Aylarca aradıktan sonra 22 yaşındaki Bradley sonunda Hollanda’da başka bir iş bulabilmişti. “Onu iki elimle kavradım” diyor.

“Eğer eğitimini aldığım konuyla ilgili bir işte çalışmak ve kariyerimde ilerlemek istiyorsam, Londra’dan ayrılmalıydım ve yurtdışına gitmeliydim. Birçok sınıf arkadaşım profesyonel hayatta iş bulma konusunda oldukça başarısızdı. Kendi işini yapan tek arkadaşım vardı. Berlin’de bir bina projesinde çalışıyordu.”

Emlakçı Tracey Mcgurl’e göre, burada ikamet eden 210 gencin yüzde 40’ının işsiz olduğu yere, Debo’nun 9 katlı bloklarına geri dönelim.

“Genç ve Londra’ya iş bulmaya gelen biri için inanılmaz zor bir dönem belkide en kötüsü,” diyor Mcgurl. İki sene boyunca süren işsizliğin ya da eksik istihdamın ve işsizlik düzeyinde yaşamanın Debo’ya hissettirdiği neydi?

Tek yatak odalı 40.kattaki dairesi zihninden geçen manzara hakkında ipuçları veriyordu.

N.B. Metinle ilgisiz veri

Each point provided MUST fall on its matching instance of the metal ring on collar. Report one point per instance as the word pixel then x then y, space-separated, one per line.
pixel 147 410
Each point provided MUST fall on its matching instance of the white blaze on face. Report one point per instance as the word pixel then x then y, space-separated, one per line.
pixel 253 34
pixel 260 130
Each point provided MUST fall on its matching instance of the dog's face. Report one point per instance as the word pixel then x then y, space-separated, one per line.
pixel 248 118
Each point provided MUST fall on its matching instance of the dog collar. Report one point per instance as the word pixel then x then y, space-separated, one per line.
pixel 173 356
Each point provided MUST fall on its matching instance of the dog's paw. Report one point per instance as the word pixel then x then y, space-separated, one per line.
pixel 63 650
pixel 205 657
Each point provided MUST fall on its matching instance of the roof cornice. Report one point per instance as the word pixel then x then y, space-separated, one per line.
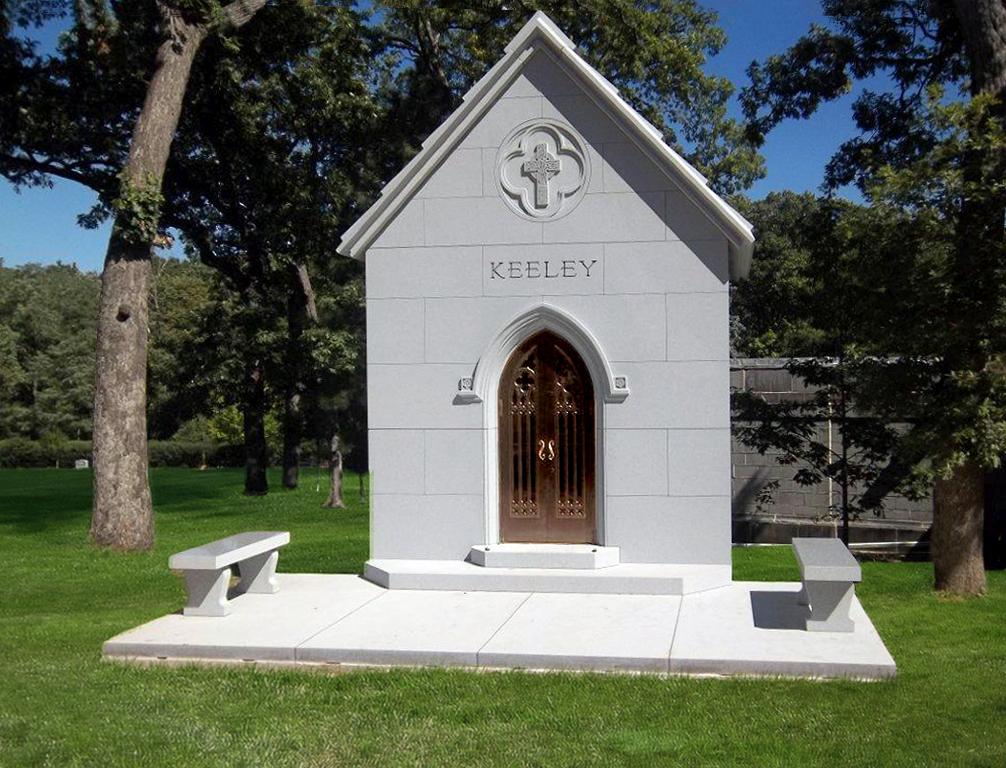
pixel 541 31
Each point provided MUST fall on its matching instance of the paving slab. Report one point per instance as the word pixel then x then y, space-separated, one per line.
pixel 426 628
pixel 261 627
pixel 744 628
pixel 758 628
pixel 563 631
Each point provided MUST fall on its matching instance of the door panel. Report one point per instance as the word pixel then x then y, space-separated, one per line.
pixel 546 445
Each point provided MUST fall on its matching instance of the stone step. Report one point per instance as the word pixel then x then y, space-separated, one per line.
pixel 623 579
pixel 547 556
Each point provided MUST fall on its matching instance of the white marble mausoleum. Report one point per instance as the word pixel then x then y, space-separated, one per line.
pixel 549 424
pixel 547 321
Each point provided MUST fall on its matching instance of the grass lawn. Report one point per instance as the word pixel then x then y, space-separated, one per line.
pixel 61 706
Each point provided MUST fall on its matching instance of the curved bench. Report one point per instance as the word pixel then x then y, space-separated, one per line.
pixel 207 569
pixel 830 574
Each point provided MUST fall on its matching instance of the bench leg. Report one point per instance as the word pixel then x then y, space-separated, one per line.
pixel 207 593
pixel 802 598
pixel 259 574
pixel 830 603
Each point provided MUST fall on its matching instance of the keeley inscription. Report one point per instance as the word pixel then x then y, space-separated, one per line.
pixel 541 269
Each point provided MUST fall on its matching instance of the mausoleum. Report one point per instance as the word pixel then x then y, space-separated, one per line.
pixel 547 374
pixel 547 351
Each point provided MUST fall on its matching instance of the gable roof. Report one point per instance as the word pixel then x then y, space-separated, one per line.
pixel 541 32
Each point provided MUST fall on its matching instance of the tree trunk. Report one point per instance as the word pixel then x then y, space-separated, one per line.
pixel 293 431
pixel 959 501
pixel 122 515
pixel 335 464
pixel 256 448
pixel 300 307
pixel 958 513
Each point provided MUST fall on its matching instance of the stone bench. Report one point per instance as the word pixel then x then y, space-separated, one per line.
pixel 829 573
pixel 207 569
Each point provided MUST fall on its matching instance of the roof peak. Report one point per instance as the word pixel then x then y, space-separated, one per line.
pixel 539 23
pixel 541 32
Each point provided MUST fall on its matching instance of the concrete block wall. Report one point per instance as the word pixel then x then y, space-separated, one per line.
pixel 655 296
pixel 797 507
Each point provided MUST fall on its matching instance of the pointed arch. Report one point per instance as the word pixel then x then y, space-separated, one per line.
pixel 481 388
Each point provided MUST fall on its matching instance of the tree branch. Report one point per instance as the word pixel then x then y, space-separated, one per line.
pixel 239 12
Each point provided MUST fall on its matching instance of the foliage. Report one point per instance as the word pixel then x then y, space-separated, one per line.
pixel 22 452
pixel 47 341
pixel 47 349
pixel 137 209
pixel 944 297
pixel 61 705
pixel 909 44
pixel 655 52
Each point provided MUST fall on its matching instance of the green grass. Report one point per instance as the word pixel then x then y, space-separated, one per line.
pixel 61 706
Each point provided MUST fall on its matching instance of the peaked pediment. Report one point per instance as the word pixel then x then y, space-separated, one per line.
pixel 543 166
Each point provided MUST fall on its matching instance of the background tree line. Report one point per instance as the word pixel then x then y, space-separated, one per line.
pixel 258 132
pixel 193 415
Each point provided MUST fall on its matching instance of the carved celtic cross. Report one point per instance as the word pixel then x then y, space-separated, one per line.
pixel 540 169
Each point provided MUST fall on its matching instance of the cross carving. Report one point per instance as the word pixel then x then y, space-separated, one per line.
pixel 540 169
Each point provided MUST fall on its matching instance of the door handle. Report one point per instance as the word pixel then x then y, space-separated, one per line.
pixel 541 450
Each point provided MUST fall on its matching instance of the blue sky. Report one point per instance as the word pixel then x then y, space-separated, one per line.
pixel 40 224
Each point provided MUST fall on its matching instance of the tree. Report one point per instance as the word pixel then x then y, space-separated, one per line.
pixel 47 318
pixel 269 161
pixel 801 302
pixel 122 513
pixel 949 369
pixel 127 167
pixel 654 52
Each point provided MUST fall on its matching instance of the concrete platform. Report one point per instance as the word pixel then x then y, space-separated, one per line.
pixel 743 628
pixel 621 579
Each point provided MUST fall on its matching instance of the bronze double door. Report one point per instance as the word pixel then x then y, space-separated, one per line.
pixel 546 453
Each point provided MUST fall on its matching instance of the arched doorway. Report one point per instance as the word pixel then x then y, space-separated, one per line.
pixel 546 431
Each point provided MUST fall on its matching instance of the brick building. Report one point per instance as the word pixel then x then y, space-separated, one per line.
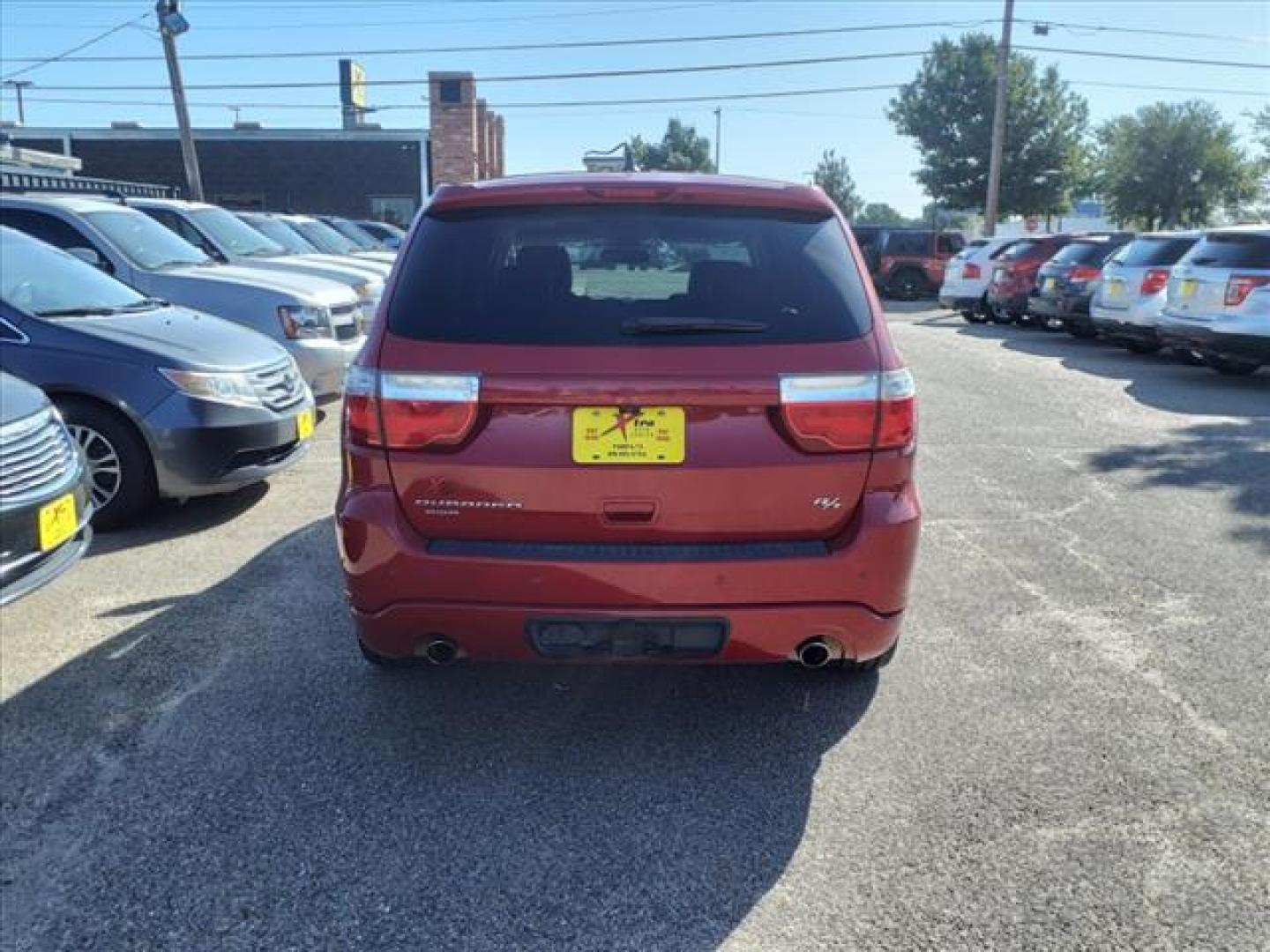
pixel 358 172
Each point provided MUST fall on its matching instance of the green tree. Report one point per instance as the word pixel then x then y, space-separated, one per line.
pixel 947 111
pixel 833 176
pixel 880 213
pixel 680 150
pixel 1172 164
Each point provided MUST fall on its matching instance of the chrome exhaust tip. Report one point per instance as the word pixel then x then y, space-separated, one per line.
pixel 814 654
pixel 441 651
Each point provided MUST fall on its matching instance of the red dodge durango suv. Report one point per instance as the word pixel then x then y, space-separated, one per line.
pixel 629 418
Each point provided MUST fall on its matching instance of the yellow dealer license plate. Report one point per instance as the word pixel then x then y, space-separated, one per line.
pixel 614 435
pixel 57 522
pixel 305 424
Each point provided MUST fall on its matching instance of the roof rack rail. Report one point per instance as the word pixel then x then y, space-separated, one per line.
pixel 80 185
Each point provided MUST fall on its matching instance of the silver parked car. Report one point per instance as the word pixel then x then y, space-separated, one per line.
pixel 228 239
pixel 320 323
pixel 295 244
pixel 1127 303
pixel 1220 300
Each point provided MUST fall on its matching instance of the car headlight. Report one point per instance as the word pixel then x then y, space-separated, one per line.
pixel 302 322
pixel 219 387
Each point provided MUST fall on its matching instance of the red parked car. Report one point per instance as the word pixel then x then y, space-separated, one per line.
pixel 701 450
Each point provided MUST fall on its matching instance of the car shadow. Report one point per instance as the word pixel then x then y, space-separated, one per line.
pixel 1232 457
pixel 228 773
pixel 1159 380
pixel 170 518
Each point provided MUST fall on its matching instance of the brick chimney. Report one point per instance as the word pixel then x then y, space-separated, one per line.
pixel 453 127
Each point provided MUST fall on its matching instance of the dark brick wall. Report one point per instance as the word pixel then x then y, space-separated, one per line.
pixel 323 176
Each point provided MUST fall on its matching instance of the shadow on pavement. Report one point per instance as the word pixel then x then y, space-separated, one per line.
pixel 230 775
pixel 1157 380
pixel 170 519
pixel 1214 456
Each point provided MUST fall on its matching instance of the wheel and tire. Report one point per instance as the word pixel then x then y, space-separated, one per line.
pixel 873 664
pixel 907 285
pixel 121 473
pixel 1231 366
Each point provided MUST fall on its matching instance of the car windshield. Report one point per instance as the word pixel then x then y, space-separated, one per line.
pixel 40 279
pixel 355 234
pixel 1081 253
pixel 1020 249
pixel 324 236
pixel 231 235
pixel 144 242
pixel 1154 251
pixel 612 276
pixel 1231 249
pixel 280 234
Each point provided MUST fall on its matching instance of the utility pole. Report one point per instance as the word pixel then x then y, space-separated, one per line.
pixel 172 25
pixel 17 86
pixel 718 136
pixel 998 123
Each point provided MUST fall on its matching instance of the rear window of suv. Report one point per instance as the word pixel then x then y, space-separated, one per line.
pixel 634 274
pixel 1231 249
pixel 1154 251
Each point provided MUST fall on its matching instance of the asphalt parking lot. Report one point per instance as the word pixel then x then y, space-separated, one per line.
pixel 1071 750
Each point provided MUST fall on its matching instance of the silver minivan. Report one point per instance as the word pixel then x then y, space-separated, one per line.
pixel 320 323
pixel 1220 300
pixel 1127 303
pixel 230 240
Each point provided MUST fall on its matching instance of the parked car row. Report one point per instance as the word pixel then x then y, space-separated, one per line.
pixel 1203 294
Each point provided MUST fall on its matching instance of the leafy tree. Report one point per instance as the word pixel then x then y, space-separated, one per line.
pixel 833 175
pixel 1172 164
pixel 680 150
pixel 880 213
pixel 947 111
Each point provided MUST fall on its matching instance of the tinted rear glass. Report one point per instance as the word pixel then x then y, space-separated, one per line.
pixel 1082 253
pixel 1231 250
pixel 594 274
pixel 1145 253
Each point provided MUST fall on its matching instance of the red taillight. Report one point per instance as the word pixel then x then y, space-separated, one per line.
pixel 1240 286
pixel 1154 280
pixel 407 410
pixel 850 413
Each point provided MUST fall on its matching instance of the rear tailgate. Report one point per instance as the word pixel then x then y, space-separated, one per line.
pixel 519 478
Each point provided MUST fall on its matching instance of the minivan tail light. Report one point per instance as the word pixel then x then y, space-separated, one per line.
pixel 1154 280
pixel 409 410
pixel 850 413
pixel 1240 286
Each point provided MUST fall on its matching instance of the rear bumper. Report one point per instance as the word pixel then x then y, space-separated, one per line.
pixel 401 594
pixel 1197 337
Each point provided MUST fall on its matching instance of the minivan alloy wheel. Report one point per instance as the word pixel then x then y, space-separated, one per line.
pixel 106 470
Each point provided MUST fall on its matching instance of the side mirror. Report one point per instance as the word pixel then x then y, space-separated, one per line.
pixel 90 257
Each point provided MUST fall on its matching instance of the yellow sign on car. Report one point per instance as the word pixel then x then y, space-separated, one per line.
pixel 57 522
pixel 305 424
pixel 616 435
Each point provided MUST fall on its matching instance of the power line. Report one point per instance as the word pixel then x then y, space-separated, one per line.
pixel 557 45
pixel 527 78
pixel 65 55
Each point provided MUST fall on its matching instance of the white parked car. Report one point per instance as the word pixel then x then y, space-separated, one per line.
pixel 1127 303
pixel 1220 300
pixel 967 276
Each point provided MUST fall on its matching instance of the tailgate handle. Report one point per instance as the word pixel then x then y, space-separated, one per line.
pixel 630 510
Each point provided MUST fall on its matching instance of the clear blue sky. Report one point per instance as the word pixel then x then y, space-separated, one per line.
pixel 773 138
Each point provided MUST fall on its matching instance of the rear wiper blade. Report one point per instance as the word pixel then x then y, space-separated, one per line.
pixel 669 325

Masasının arasındaki kitaplardan Le Corbusier, Bauhaus ve grafik tasarım kitaplarının üzerinde, bir kişisel gelişim kitabı- iyi hissetmenin yollarını anlatan kitapçık gözümüze takılıyor: “Aşağılık hissettiğinde nasıl ayağa kalkar ve yoluna devam edersin.”

Üniversiteyi bitirdikten sonra babası ve teyzesiyle birlikte yaşayan Debo, “İş bulamadığımda depresyona girdim. Babam bir güvenlik görevlisiydi ve diplomam olduğu halde bir iş bulamamamı anlayamıyordu. Sabah kalkıyordum ve özgeçmişimi güncelliyordum ve iş başvurularını yapıyordum, babam günün sonunda işten eve geliyordu ve beni aynı kıyafetlerle, aynı pozisyonda görüyordu ve bana çok kızıyordu.”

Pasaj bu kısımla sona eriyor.